PhD conferral Yongjie Zhang
Aula, Vrije Universiteit Amsterdam
In vitro and cellular systems for the characterization of bioactivating and inactivating drug metabolizing enzymes in adverse drug reactions
Prof. N.P.E. Vermeulen, copromotor Dr J.N.M. Commandeur
Amsterdam Institute for Molecules, Medicines and Systems
In vitro and cellular systems for the characterization of bioactivating and inactivating drug metabolizing enzymes in adverse drug reactions: Insights into Amodiaquine idiosyncratic toxicity
Serious adverse drug reactions (ADRs) remain a significant problem during drug development and post-marketing stages. Even though extensive research has been performed, the understanding and prediction of diverse types of ADRs is still far from complete. Especially considering the most problematic ADRs, the idiosyncratic drug reactions (IDRs), which are rare and difficult to predict, whilst in several cases lethal. The formation of and human exposure to chemically reactive metabolites (CRMs) is generally considered to play an essential role in ADRs and IDRs, as it determines the internal exposure of tissues to CRMs.
During his 4 years PhD research, Yongjie Zhang has characterized the roles of several important human DMEs in the formation and elimination of CRMs of the model drug, Amodiaquine. To do so, he developed different test systems, e.g. purified enzymes and transgenic human cell lines, to investigate the formation and detoxification processes of CRMs of Amodiaquine. In addition, he measured biochemical and cellular markers representing toxifying and detoxifying profiles, and toxicity in cells to evaluate the potential toxicological outcomes as well as to understand the mode of action of human toxicity derived from Amodiaquine.

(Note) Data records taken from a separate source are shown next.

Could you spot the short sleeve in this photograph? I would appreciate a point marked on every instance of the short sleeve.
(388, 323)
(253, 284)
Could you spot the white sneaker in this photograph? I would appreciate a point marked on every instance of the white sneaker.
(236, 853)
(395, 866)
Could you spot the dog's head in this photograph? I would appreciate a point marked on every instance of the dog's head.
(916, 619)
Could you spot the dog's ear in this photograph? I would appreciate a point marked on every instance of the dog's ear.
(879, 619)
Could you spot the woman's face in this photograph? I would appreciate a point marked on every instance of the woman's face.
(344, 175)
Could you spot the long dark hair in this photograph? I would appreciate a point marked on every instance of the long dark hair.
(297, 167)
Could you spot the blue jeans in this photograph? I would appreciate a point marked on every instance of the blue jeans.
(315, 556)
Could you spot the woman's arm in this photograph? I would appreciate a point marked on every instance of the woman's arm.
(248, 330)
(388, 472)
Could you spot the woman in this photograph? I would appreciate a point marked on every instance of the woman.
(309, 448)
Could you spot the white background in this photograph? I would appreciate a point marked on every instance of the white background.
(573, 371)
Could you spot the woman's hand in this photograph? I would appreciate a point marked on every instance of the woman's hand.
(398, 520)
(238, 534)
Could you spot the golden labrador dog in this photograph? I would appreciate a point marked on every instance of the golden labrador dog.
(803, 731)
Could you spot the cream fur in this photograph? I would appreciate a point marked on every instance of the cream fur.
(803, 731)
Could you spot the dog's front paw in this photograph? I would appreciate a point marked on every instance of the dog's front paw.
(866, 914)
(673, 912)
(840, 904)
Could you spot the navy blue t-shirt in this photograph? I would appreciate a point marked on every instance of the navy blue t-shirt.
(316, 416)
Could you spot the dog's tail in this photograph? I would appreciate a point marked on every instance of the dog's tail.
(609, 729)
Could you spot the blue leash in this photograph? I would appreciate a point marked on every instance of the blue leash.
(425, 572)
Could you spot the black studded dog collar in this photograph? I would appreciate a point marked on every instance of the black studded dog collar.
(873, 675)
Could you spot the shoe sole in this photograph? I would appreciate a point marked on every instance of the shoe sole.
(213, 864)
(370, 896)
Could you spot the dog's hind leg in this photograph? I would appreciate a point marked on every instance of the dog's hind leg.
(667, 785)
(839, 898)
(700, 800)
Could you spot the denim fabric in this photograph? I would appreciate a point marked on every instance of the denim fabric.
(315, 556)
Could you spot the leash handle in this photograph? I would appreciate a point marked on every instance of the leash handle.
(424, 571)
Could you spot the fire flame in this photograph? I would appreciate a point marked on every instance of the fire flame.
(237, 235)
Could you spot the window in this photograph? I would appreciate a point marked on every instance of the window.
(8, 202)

New activity assay of an important human protective DME, glutathione S-transferase (GST) T2-2
During his PhD research, Zhang also established a new method for the measurement of human GSTT2-2 enzyme activity. With this new method, which is more sensitive and reliable compared to the previously methods, a prominent role of human GSTT2-2 in the detoxification of the environmental carcinogen, 1-methylpyrene sulfate (MPS), has been proven. Moreover, it is suggested that different expression levels of human GSTT2-2 in populations might greatly influence the individual susceptibility to MPS-induced carcinogenesis.
Overall, his research identified the balance between the bioactivation and inactivation of CRMs of Amodiaquine and its potential consequences on Amodiaquine idiosyncratic toxicity. It also provided new insights into the cellular mechanisms underlying CRMs-mediated hepatotoxicity. The approaches used in this research yielded rapid, reproducible, and cost-efficient strategies for the identification of risk factors of drugs causing ADRs and IDRs and for the evaluation of potential risks of new drug candidates and chemicals.
Yongjie Zhang performed his PhD research in the AIMMS Division of Molecular Toxicology under the supervision of Prof. Nico Vermeulen and Dr Jan Commandeur. He will defend his PhD thesis on the 5th of February 2018 at 11:45 in the Aula of Vrije Universisteit Amsterdam.